PEDRO: Yo también soy más de Stallone. Creo que ha representado mejor que nadie la figura del underdog, que es algo con lo que siempre he empatizado más que con la imagen del triunfador nato. Pero me pasa como a Frank, también me encanta Schwarzenegger.

¿Norris o Van Damme?

FRANK: No puedo decir uno, aquí no.

PEDRO: Yo aquí lo tengo clarísimo: Van Damme. Sin despreciar a Norris. Pero lo mío con Van Damme está a otro nivel.

¿Los setenta o los ochenta?

FRANK: Los ochenta, aunque los setenta también fueron muy interesantes.

PEDRO: Por una cuestión meramente generacional, los ochenta. Pero en realidad casi todo lo que amamos de los ochenta empezó a gestarse en los setenta. De todos modos, y aquí me desmarco un poquito, como soy de 1980 y fui un adolescente en los noventa, no le tengo a esa década la manía que se le suene tener generalmente. Al contrario, creo que hay fenómenos culturales a finales de ese siglo que todavía tienen que ser estudiados y puestos en perspectiva.

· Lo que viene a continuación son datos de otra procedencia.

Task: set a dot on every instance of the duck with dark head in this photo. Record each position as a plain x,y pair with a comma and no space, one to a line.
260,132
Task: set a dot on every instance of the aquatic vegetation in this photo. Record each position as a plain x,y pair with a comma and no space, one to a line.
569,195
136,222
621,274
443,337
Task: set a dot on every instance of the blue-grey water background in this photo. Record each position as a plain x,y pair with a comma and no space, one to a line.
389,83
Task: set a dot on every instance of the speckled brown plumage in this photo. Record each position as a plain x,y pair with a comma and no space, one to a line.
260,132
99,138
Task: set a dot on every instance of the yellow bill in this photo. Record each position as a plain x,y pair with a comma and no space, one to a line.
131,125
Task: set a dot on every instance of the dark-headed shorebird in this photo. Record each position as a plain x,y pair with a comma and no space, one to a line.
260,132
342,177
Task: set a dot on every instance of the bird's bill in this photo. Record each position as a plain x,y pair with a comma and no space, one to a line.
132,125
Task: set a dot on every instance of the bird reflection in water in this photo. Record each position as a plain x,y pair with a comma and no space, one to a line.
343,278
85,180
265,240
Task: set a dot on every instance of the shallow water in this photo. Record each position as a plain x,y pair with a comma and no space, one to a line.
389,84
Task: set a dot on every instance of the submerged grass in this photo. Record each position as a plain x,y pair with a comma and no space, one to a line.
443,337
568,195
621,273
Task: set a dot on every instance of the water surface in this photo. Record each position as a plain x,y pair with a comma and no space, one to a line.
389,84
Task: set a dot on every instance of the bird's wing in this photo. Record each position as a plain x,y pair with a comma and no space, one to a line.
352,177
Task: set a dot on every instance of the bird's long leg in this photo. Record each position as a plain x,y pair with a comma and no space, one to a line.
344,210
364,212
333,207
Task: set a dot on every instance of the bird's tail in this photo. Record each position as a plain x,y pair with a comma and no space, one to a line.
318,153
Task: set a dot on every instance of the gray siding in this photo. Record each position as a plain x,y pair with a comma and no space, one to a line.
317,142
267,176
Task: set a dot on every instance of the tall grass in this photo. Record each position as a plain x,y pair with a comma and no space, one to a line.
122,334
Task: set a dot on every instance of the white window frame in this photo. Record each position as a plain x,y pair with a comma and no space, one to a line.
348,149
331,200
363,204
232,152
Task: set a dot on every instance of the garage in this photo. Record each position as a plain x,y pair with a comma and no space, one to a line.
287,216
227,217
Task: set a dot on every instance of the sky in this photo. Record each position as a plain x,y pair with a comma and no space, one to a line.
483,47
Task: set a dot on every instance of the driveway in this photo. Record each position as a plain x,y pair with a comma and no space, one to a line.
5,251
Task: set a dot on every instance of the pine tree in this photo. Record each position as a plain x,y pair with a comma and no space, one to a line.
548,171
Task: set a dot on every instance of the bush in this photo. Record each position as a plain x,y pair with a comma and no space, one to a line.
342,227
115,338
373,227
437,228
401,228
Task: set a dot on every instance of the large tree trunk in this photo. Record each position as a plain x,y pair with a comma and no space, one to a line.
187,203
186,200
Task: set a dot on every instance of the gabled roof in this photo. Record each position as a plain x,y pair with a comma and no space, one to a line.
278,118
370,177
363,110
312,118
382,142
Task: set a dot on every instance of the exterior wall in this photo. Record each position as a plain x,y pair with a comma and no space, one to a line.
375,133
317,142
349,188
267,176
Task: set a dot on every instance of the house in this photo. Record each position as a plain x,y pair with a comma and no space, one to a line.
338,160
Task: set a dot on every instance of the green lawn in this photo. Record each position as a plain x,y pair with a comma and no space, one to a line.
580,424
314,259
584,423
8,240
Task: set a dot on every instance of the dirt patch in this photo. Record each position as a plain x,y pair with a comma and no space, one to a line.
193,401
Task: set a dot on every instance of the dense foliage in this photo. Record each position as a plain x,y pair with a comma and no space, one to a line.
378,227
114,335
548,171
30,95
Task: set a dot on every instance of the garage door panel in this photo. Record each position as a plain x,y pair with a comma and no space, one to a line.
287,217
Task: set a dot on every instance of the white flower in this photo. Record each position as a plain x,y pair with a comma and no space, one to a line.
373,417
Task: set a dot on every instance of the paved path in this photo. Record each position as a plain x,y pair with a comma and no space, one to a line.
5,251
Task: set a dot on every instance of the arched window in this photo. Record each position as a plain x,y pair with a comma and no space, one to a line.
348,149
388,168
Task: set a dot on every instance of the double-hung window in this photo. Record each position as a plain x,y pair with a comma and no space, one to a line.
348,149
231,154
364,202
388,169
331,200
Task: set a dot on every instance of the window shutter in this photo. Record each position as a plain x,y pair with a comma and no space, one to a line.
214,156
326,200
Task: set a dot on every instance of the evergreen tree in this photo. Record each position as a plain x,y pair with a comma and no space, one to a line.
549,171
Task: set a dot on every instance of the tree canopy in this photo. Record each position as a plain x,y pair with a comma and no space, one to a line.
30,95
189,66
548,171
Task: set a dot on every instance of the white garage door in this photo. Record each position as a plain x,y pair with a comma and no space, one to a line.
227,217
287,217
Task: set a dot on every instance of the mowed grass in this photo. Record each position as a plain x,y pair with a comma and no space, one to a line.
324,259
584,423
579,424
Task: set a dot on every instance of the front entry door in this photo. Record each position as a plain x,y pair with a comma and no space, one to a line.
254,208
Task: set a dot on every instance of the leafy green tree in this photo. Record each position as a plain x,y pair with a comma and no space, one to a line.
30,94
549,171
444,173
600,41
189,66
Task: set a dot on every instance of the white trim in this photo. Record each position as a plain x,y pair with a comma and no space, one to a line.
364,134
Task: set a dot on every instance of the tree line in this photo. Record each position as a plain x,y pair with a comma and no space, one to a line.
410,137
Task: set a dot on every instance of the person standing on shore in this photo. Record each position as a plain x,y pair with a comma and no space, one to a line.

¿Terror español o italiano?

FRANK: Lo siento pero… ¡¡italiano!! Todo el cine italiano de los setenta y ochenta es oro puro.

PEDRO: Italia, siempre Italia. Aunque a veces se tendían puentes muy interesantes entre ambas cinematografías, pero me quedo con la locura y la estética del cine de terror italiano.

¿Bud Spencer o Terence Hill?

FRANK: Me quedo con Bud aunque creo que el uno no sería lo mismo sin el otro.

PEDRO: Estoy de acuerdo, ambos se complementan muy bien y funcionan mejor en conjunto que por separado. Pero me quedo con Bud, aunque solo sea por gordo.

¿Queréis saludar o contarnos la última cosa antes de despedirnos?

FRANK: Tenemos muchos proyectos importantes en camino. Más de los que jamás podríamos haber imaginado y esperamos que sean del agrado de nuestros lectores y lectoras, que cada vez son más.

PEDRO: Nos gustaría transmitir nuestro agradecimiento a todos los lectores y autores que confían en nosotros, y también a todos los que formáis parte del Equipo Applehead, porque aunque Frank y yo nos llevemos el mérito (a veces, también, las collejas), no podríamos hacer todo esto sin nuestros cómplices habituales. 

¡Muchas gracias, chicos por esta entrevista! ¡Enhorabuena por estos siete años y por todo lo que habéis hecho en ese tiempo! ¡Feliz celebración Applehead Team!